My grandmother has diabetes. high blood pressure, hypothyroidism, seemingly anxiety as well, and is as old as the hills, so she came an hour after park opening after the rest of the party was there (except someone to help her). We explained the situation when she got in the park, and they were 100% okay with adding her to the group/giving her a Rise Fastpass (effectively what they give people for breakdowns). They just don't want the entire party afterward.
This system prevents abuse, prioritizing high-paying hotel guests, huge queues, and an ops disaster.
Only on Christmas week crowded days will you risk not getting a boarding group if you are in the park by rope drop, and it's not stressful since they let people in ahead of time.

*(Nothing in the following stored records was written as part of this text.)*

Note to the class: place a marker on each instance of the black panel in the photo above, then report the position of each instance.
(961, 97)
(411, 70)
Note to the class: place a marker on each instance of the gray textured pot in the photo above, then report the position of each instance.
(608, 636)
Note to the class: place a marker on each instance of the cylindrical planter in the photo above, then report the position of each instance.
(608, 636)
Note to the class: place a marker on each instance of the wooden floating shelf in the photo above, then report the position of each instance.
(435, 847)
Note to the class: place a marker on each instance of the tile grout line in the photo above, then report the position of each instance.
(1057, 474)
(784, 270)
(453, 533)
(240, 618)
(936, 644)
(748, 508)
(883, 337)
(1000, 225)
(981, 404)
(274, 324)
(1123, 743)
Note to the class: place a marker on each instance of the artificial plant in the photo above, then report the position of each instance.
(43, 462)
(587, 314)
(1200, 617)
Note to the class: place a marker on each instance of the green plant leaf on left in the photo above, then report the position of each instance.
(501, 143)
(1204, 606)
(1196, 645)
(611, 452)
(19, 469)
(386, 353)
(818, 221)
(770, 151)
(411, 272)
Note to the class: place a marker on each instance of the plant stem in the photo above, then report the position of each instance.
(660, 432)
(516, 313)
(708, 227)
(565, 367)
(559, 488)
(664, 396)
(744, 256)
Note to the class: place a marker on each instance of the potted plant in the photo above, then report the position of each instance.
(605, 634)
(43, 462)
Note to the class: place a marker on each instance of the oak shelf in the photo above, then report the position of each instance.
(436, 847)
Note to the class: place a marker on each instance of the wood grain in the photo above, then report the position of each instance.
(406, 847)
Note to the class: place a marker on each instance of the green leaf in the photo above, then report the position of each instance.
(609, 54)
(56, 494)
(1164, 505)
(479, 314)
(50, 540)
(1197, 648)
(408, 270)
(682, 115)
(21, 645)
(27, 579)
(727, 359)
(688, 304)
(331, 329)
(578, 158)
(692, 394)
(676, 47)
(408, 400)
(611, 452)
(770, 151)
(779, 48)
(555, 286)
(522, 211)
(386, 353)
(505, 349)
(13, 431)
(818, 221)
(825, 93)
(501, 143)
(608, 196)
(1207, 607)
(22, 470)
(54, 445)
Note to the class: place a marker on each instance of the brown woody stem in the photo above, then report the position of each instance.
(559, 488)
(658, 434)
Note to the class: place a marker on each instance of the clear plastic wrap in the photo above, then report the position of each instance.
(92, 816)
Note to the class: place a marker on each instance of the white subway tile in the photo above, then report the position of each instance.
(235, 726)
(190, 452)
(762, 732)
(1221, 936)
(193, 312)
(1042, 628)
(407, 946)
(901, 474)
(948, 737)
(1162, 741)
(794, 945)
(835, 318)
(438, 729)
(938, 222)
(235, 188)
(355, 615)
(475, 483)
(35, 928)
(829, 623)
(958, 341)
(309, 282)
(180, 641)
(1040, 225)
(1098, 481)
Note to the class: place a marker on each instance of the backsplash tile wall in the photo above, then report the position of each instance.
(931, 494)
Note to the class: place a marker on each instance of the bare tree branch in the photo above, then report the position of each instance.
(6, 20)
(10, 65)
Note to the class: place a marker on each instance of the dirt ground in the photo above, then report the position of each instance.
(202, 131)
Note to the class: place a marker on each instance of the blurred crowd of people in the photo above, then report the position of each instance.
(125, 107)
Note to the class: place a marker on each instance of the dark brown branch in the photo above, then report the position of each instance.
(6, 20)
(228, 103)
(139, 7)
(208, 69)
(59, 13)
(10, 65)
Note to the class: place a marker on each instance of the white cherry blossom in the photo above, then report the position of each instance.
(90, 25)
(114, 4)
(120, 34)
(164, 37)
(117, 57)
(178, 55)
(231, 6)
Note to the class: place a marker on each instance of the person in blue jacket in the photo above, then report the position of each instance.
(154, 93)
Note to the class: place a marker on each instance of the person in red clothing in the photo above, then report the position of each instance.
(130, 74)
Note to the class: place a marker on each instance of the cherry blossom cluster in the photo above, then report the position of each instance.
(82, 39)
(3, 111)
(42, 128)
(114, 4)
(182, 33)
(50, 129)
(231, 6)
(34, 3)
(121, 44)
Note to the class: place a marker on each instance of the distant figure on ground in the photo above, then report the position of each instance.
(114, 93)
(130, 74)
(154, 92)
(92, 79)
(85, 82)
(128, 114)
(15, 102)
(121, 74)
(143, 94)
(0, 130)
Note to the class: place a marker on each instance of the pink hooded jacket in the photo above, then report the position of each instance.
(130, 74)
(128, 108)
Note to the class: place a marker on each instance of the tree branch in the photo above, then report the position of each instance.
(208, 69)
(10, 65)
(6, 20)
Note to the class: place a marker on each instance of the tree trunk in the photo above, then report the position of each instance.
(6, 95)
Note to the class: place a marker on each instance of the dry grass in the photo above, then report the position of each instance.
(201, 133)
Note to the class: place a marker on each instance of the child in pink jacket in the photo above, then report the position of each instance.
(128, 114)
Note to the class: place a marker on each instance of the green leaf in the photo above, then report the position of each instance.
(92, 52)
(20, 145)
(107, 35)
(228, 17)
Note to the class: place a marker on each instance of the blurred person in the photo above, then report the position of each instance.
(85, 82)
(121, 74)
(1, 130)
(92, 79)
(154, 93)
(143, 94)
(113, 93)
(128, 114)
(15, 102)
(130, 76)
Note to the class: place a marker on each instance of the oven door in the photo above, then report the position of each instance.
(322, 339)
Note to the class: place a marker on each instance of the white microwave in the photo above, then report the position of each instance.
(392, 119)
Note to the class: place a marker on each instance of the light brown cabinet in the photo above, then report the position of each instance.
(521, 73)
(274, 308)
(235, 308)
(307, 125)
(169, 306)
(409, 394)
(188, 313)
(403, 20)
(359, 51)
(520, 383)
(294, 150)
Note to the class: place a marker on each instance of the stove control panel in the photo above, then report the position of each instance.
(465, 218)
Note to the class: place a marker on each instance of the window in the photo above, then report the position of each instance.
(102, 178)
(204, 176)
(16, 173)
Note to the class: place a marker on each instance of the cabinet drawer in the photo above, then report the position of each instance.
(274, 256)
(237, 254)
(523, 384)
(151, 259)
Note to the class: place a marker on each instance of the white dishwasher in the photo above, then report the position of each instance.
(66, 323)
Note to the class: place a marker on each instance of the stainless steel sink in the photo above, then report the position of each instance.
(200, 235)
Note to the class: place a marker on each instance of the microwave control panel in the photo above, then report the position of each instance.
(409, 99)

You can't change people's opinions on something, it's theirs. If I tell you not to think of apples, you can think of apples as you please. You can, however, use objective evidence to logically argue (I don't like the word
argue because it allows contrary arguments to be unfairly legitimized, or that the point of an argument is to
win) for something. If you understand how things work, you can get things done and you make good choices, that's how the best CEOs run things. However, that doesn't mean it's all opinions. If the goal was to have control over ride ops, then this system objectively works better than all the others they have used and has been beneficial to them so far. That's their main goal, and due to that, the benefits allow access without unfairly helping/targeting any
impactful group, and letting the people who really want to ride it while still being able to enjoy the park. It also works better for most people regardless of their opinion that Fastpass+ would fix everything.
This entire thing is
temporary as the ride is again, not able to maintain uptime. They don't want 10 hour waits as hagrid's had, and they don't want Fastpasses to blow up the queue times and take people from enjoying the rest of the park. It's a no brainer.